FIG. 1 schematically shows one organic light-emitting display panel and pixel units thereof in the prior art. Typically, an organic light-emitting display panel outputs pictures through progressive scanning. That is, scanning signals are transmitted to activate switch transistors (marked as T1 in the figure) in the pixel units line by line, so as to enable drive transistors (marked as T2 in the figure) in the pixel units to receive data voltages characterizing image information. Under co-action of a data voltage and a supply voltage, the drive transistor is activated and generates a corresponding drive current, which is supplied to an organic light-emitting diode (marked as OLED in the figure) and drives the organic light-emitting diode to work. The brightness of the organic light-emitting diode is dependent on a current IOLED flowing therethrough, and the current IOLED equals a drain-source current Ids (also referred to as a drive current) of the drive transistor T2. With regard to the drive transistor T2, the drive current can be determined through the following formula:Ids=K·(Vgs−Vth)2 =K·(OVdd−Vdata−|Vth|)2,wherein K represents an electrical parameter of the drive transistor, and Vgs, Vth, OVdd, and Vdata respectively indicate gate-source voltage of the drive transistor, threshold voltage of the drive transistor, supply voltage, and data voltage.
It is indicated in the above formula, the drive current is closely related to the supply voltage, the data voltage, and the electrical parameter (such as channel dimension and threshold voltage) of the drive transistor.

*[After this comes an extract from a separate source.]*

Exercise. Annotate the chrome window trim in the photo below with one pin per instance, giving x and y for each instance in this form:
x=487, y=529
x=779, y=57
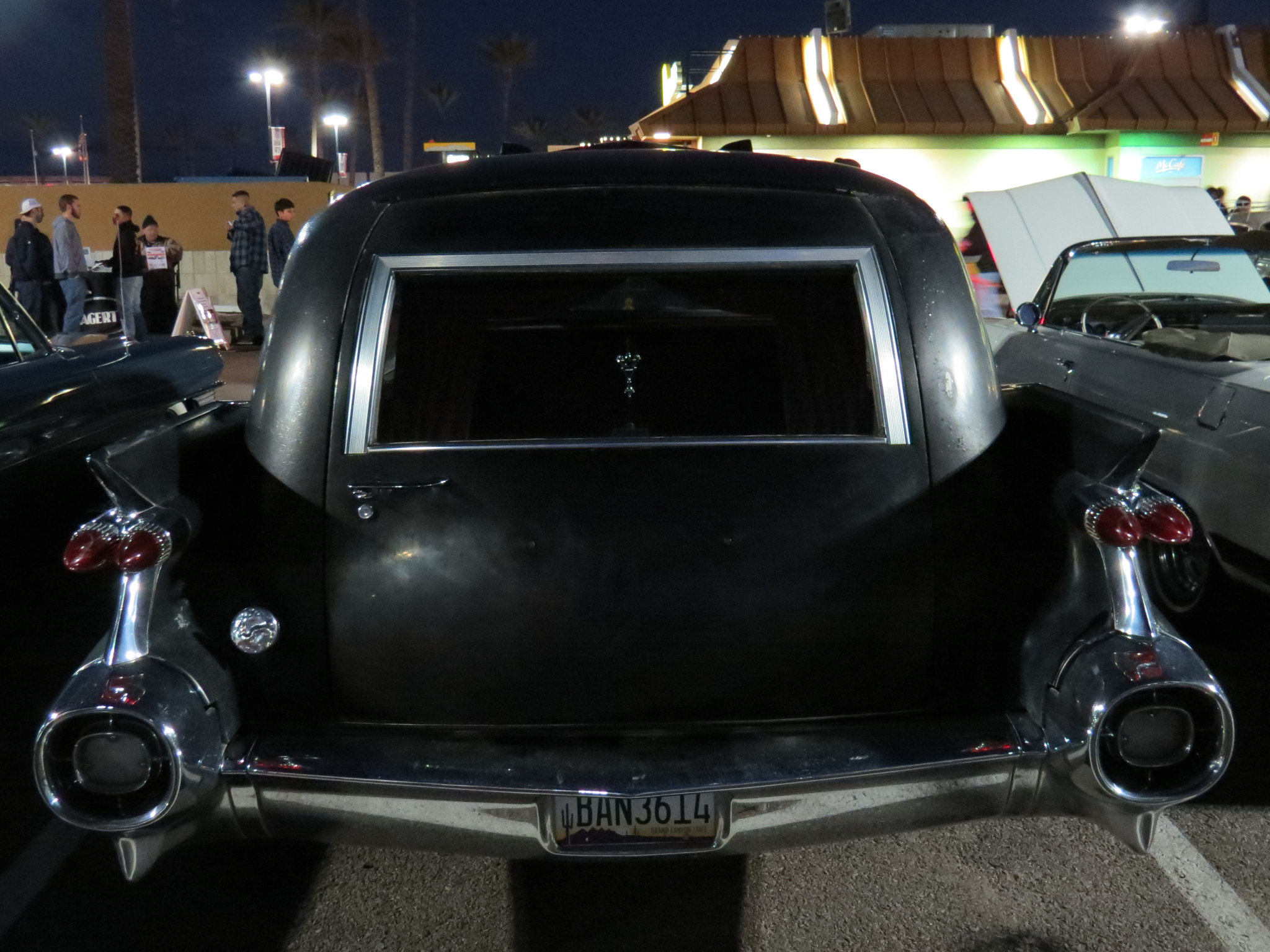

Theoretically, all the pixel units located on one and a same display panel will use one type of drive transistors, and operate under a same voltage source. Therefore, when the pixel units are each input with a same data voltage, all the pixel units will have the same drive current flowing through respective organic light-emitting diodes, thereby enabling identity in time and homogeneity in space with respect to brightness of the organic light-emitting diodes in all the pixel units. However, this is not actually the case. Influenced by various factors such as technological conditions, particularly voltage division by resistance of a power wiring per se, drive currents flowing through the light-emitting diodes of all the pixel units will be different from one another, thereby causing brightness distortion and inhomogeneous brightness of the pixel units on the display panel. In particular, as the display technology develops in recent years, display panels are increasingly larger-sized. Accordingly, the power wiring supplying power to the pixel units is becoming longer. This deteriorates the problem of inhomogeneous brightness of the display panel, and becomes an urgent problem to be solved in the field.